図1に示すように、UI管理サーバ50と情報処理装置10とは、ネットワークを介して相互に情報の授受が可能な構成とされている。
図1において、情報処理装置10は、3台示されているが、接続台数はこれに限られない。
【0017】
情報処理装置10は、例えば、ノートPC、デスクトップ型PC、タブレット端末、スマートフォン等である。情報処理装置10は、表示画面の一部に複数のコンテンツ(例えば、「天気」、「カレンダー」、「最新のニュース」、「映画」、「音楽」等)を自動的に順次切り替えて表示させる機能を有している。
【0018】
UI管理サーバ50は、いわゆるコンピュータであり、
図2に示すように、CPU51、主記憶装置(Main Memory)52、二次記憶装置(Secondary storage:メモリ)53、及び通信インターフェース55を備えている。更に、UI管理サーバ50は、入力部56及び表示部57等を備えていてもよい。入力部56及び表示部57は、離れた場所に設けられており、ネットワークを介してUI管理サーバ50と接続されることにより、各種入力操作やデータの表示が可能な構成とされていてもよい。なお、サーバの構成については、公知の構成であるため、ここでの詳細な説明は省略する。
【0019】
図3は、本実施形態に係るUI管理サーバ50が備える機能の一例を示した機能構成図である。後述する各種機能を実現するための一連の処理は、一例として、プログラムの形式で二次記憶装置53などに記憶されており、このプログラムをCPU(プロセッサ)51が主記憶装置52に読み出して、情報の加工・演算処理を実行することにより、各種機能が実現される。なお、プログラムは、二次記憶装置53に予めインストールされている形態や、他の非一時的なコンピュータ読み取り可能な記憶媒体に記憶された状態で提供される形態、有線又は無線による通信手段を介して配信される形態等が適用されてもよい。非一時的なコンピュータ読み取り可能な記憶媒体の一例として、磁気ディスク、光磁気ディスク、CD-ROM、DVD-ROM、半導体メモリなどが挙げられる。
【0020】
図3に示すように、UI管理サーバ50は、例えば、定義情報記憶部61、送信部62、受信部63、統計情報記憶部64、変更部65、及び入力部66を備えている。

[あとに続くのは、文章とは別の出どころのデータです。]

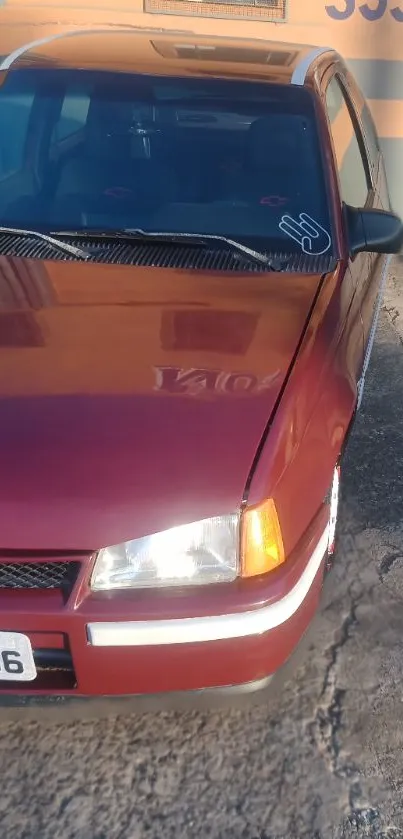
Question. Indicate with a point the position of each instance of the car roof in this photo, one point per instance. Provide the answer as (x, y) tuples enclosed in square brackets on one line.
[(165, 52)]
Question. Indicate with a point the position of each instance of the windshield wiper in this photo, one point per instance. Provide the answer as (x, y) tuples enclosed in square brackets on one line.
[(138, 234), (64, 247)]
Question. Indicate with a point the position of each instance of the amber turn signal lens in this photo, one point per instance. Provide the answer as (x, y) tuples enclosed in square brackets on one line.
[(262, 547)]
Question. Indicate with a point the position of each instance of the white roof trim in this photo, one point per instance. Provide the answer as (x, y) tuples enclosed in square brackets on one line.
[(40, 42), (301, 71)]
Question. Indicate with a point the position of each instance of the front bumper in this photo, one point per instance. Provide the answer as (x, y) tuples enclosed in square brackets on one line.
[(212, 649)]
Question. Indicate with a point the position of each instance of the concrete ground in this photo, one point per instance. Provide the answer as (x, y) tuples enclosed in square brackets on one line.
[(324, 760)]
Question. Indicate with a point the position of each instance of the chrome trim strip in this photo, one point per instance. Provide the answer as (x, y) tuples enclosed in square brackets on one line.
[(370, 344), (301, 71), (10, 59), (214, 628), (40, 42)]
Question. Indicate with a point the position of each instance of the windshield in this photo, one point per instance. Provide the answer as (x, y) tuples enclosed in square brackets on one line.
[(95, 150)]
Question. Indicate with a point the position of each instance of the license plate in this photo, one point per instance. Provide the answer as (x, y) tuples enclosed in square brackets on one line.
[(16, 658)]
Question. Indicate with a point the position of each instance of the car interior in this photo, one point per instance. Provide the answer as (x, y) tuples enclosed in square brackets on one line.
[(180, 166)]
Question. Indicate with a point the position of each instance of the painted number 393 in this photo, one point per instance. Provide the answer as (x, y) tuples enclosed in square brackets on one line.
[(373, 10)]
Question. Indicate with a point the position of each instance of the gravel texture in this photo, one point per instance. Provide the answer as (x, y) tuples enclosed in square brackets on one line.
[(324, 760)]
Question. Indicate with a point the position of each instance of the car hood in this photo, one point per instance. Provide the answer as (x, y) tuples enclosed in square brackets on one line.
[(132, 399)]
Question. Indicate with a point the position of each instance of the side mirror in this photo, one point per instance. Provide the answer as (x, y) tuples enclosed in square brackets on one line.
[(373, 231)]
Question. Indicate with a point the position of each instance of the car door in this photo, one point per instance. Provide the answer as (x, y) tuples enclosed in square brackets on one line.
[(359, 175)]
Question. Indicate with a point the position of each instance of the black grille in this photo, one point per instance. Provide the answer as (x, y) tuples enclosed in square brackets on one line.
[(38, 575), (161, 255)]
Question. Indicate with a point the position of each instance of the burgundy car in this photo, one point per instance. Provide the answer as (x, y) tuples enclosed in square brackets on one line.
[(194, 240)]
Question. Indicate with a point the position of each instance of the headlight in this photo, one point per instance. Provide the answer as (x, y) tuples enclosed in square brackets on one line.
[(193, 554), (215, 550)]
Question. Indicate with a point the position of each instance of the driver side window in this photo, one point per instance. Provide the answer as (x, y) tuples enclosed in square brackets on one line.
[(352, 164)]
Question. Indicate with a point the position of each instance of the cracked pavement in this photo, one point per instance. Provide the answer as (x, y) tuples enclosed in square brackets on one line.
[(322, 760)]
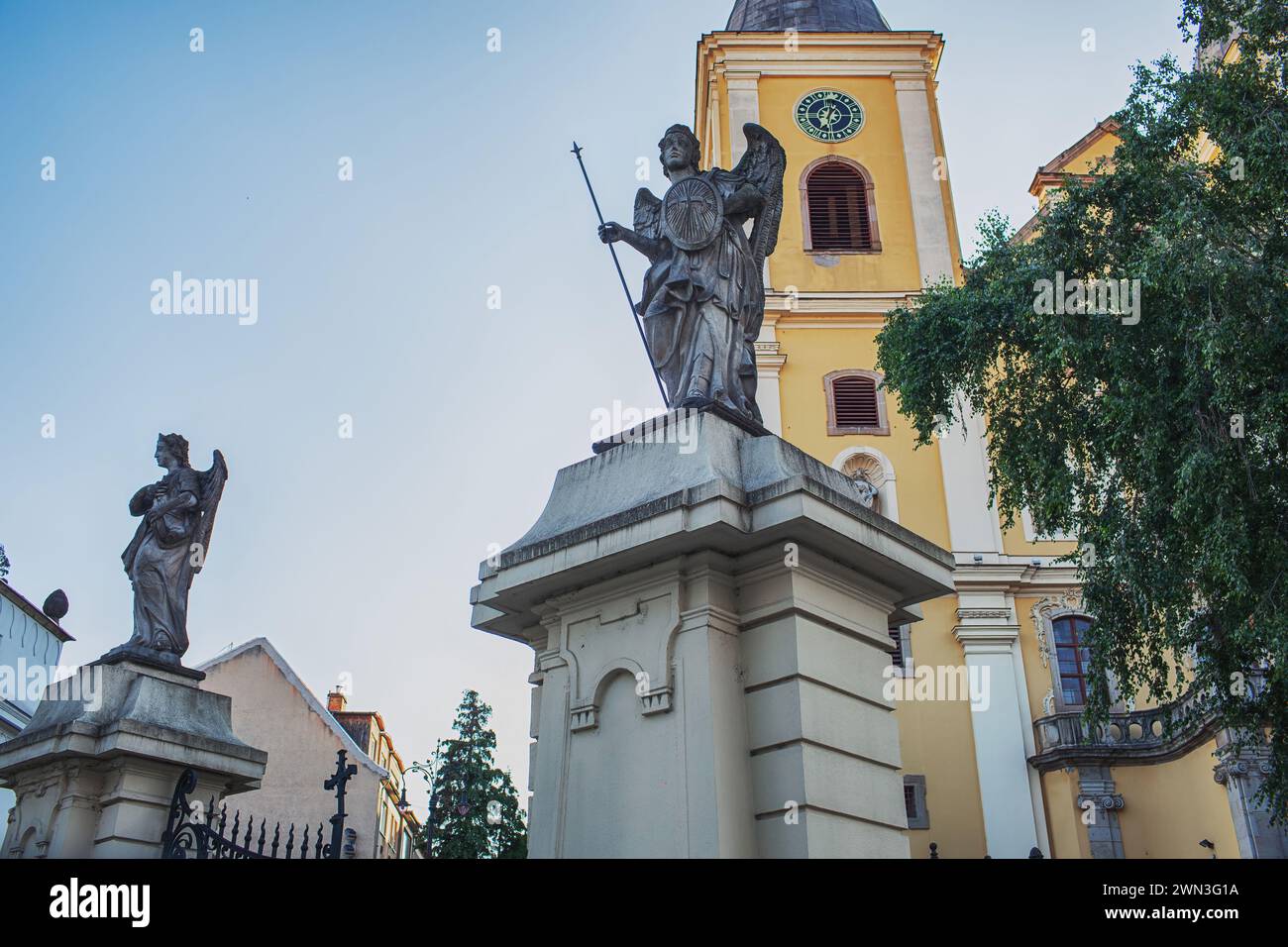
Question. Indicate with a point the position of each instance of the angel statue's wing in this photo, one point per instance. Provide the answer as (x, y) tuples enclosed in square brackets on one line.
[(211, 488), (648, 214), (764, 165)]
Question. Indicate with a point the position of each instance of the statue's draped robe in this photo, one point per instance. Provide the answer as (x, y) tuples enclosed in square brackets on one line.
[(699, 305), (159, 562)]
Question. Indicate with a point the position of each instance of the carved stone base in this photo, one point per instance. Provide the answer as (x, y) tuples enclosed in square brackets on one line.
[(709, 630), (161, 660), (94, 771)]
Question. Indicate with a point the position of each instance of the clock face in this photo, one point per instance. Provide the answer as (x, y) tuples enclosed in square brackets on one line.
[(827, 115)]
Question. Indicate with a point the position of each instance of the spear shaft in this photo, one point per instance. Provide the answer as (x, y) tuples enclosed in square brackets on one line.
[(576, 150)]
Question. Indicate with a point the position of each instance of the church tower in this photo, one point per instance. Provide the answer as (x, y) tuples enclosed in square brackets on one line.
[(868, 222), (996, 763), (868, 214)]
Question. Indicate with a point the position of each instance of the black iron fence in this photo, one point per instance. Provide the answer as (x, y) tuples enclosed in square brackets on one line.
[(194, 830)]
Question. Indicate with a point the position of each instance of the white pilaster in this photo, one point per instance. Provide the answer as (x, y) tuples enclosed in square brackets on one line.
[(769, 367), (928, 215), (988, 633), (743, 107), (973, 523)]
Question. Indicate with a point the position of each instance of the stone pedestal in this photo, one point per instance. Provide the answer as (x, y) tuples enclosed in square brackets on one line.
[(95, 770), (709, 615)]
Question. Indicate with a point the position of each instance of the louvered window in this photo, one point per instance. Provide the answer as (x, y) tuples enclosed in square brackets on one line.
[(840, 217), (897, 657), (855, 401)]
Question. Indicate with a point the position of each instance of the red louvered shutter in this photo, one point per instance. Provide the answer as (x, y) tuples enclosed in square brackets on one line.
[(855, 402), (837, 202)]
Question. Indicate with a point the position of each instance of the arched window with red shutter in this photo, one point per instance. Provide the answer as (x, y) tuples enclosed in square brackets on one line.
[(855, 402), (838, 208)]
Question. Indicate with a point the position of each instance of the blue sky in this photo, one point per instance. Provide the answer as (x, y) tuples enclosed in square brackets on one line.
[(355, 556)]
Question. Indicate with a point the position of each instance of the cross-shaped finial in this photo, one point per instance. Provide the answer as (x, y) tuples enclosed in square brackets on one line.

定義情報記憶部61には、統合UI定義情報が格納されている。この統合UI定義情報の詳細は後述する。
【0021】
送信部62は、情報処理装置10に対して、統合UI定義情報を送信する。
受信部63は、情報処理装置10から複数のコンテンツに関するユーザの利用履歴に関する統計情報を受信し、受信した統計情報を統計情報記憶部64に格納する。
【0022】
変更部65は、統計情報記憶部64に格納された統計情報に基づいて、定義情報記憶部61に格納されている統合UI定義情報を変更する。例えば、変更部65は、統計情報だけでなく、統計情報を用いて利用頻度(CTR:Click Through Rate)等の追加指標を作成し、これらの情報を用いて統合UI定義情報を変更する。更に、変更部65は、ユーザ属性定義情報に紐づけられるユーザ属性定義条件等を変更してもよい。
入力部66は、管理者が新たな統合UI定義情報を作成したり、定義情報記憶部61に格納されている統合UI定義情報を変更したりするときに利用される。
【0023】
図4は、本実施形態に係る情報処理装置10のハードウェア構成の一例を概略的に示した図である。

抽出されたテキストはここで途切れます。